Aside from the movie's lack of scares, The Grudge seems to have also failed in justifying its own existence, and does little to differentiate itself from what has come before, as Variety's Owen Gleiberman expands on.

"A reboot of a remake of a film that wasn't all that scary to begin with, the new version of The Grudge conjures nothing but the dregs of J-horror."

Though the movie sounds like it will haunt you for all of the wrong reasons, it is not all bad, with some critics able to find elements to appreciate, with IndieWire's Kate Erbland giving the movie a C- and enjoying the performances, even finding some brilliance.

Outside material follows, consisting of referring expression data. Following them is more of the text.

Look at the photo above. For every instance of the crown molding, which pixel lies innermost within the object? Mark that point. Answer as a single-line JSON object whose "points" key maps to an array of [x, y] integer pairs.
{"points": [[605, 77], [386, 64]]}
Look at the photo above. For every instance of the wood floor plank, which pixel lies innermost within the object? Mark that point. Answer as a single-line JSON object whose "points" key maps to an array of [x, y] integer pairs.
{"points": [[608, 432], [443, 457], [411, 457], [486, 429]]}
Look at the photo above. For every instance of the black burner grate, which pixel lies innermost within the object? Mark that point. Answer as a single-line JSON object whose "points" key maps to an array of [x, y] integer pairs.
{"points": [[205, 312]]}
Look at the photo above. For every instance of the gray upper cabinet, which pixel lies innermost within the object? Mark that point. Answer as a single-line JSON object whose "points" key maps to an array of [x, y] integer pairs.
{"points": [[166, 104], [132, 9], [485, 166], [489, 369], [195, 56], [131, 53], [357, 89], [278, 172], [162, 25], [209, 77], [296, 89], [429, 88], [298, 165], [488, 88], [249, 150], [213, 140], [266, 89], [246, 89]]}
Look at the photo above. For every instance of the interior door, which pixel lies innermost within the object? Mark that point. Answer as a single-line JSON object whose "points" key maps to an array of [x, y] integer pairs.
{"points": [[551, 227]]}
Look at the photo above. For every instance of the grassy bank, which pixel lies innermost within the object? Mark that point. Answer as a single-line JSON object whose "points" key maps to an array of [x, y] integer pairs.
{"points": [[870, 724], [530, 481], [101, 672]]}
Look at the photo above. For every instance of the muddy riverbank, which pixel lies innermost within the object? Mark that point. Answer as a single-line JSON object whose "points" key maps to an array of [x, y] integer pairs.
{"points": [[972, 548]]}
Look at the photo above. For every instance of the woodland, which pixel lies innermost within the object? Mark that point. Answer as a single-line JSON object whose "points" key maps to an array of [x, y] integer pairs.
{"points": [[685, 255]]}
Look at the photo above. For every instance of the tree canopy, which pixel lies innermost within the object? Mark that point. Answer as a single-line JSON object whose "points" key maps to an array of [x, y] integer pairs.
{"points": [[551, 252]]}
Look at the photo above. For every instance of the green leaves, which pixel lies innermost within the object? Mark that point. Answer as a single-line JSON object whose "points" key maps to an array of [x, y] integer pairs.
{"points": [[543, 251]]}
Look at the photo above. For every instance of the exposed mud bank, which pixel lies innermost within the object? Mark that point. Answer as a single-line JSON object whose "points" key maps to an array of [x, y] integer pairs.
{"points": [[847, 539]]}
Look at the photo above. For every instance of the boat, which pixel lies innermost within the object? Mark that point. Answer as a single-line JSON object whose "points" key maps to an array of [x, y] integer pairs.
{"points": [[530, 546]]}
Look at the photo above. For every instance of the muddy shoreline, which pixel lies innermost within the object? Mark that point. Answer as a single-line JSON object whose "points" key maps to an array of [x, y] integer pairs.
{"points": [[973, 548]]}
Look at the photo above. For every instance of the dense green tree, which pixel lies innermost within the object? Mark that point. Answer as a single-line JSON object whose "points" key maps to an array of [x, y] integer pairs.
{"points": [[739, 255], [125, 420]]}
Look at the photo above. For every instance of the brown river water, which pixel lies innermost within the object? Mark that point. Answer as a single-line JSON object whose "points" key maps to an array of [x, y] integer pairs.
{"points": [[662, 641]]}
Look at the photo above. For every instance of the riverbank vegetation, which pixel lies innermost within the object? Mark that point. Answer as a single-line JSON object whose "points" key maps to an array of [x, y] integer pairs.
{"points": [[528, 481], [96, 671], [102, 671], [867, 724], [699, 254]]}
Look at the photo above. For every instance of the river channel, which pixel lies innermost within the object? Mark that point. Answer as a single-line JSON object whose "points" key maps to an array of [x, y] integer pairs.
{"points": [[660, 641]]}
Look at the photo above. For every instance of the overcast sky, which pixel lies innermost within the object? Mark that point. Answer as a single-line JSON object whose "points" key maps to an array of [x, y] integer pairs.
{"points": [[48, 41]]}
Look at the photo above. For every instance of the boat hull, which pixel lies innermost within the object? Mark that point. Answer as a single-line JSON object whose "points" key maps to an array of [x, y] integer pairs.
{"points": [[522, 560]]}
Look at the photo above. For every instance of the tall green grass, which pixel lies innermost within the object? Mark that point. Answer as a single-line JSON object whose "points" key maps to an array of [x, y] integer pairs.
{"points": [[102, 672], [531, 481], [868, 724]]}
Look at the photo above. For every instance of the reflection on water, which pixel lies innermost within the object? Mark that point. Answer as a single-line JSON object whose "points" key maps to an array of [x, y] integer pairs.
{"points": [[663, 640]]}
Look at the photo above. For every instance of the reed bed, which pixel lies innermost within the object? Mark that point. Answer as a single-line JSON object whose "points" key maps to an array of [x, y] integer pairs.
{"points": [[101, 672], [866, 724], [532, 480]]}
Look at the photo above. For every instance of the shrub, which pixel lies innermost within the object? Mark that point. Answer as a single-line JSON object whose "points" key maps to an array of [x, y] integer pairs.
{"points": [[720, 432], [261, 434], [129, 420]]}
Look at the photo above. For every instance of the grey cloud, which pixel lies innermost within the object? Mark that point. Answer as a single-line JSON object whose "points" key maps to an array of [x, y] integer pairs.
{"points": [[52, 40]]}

"Brief moments of brilliance, including a riveting performance by Riseborough and a number of gorgeous frames, only shine with momentary appeal before the whole thing slips back into vapidity and convention."

The praise for the cast continues with Roger Moore from Movie Nation's review.

"Writer-director Pesce was blessed with this cast. But after this, my guess is he'll never work with players this accomplished again."

Though these reviews might leave you with the impression that The Grudge is universally hated, there are some who managed to enjoy the movie, warts and all. One of those critics was The Los Angeles Times' Noel Murray, who calls the movie 'terrifying.'

"And, yes, it's scary. Pesce's art-film roots are evident in the movie's slow-burn first hour. But in the final third, "The Grudge" piles on the explicit gore and jump scares - all leading to a final scene and final shot as terrifying as anything in the original series. If the angry, vengeful "Ju-On" ghosts must endure, they might as well be deployed by someone who knows how to make their attacks bruising."

Sadly, Murray is in the minority, with The Wrap's Todd Gilchrist echoing the feelings that this particular remake was perhaps a little unnecessary, though he too found something to appreciate at least.

"The Grudge 2020 is a prestige drama sidelined by lackluster, incoherent horror, ruining the scares and undercutting the humanity of its characters... the scariest thing about Pesce's film is imagining that someone believed this particular intellectual property had any actual life in it to revive."

The Grudge is currently sitting at a rather paltry 19 percent on Rotten Tomatoes, but you never know, you might love the return to this legendary ghost story. See for yourself as fans were genuinely excited for the movie when The Grudge 2020 trailer initially dropped. The weekend will tell how The Grudge does over the next few days at the end of the holiday box office.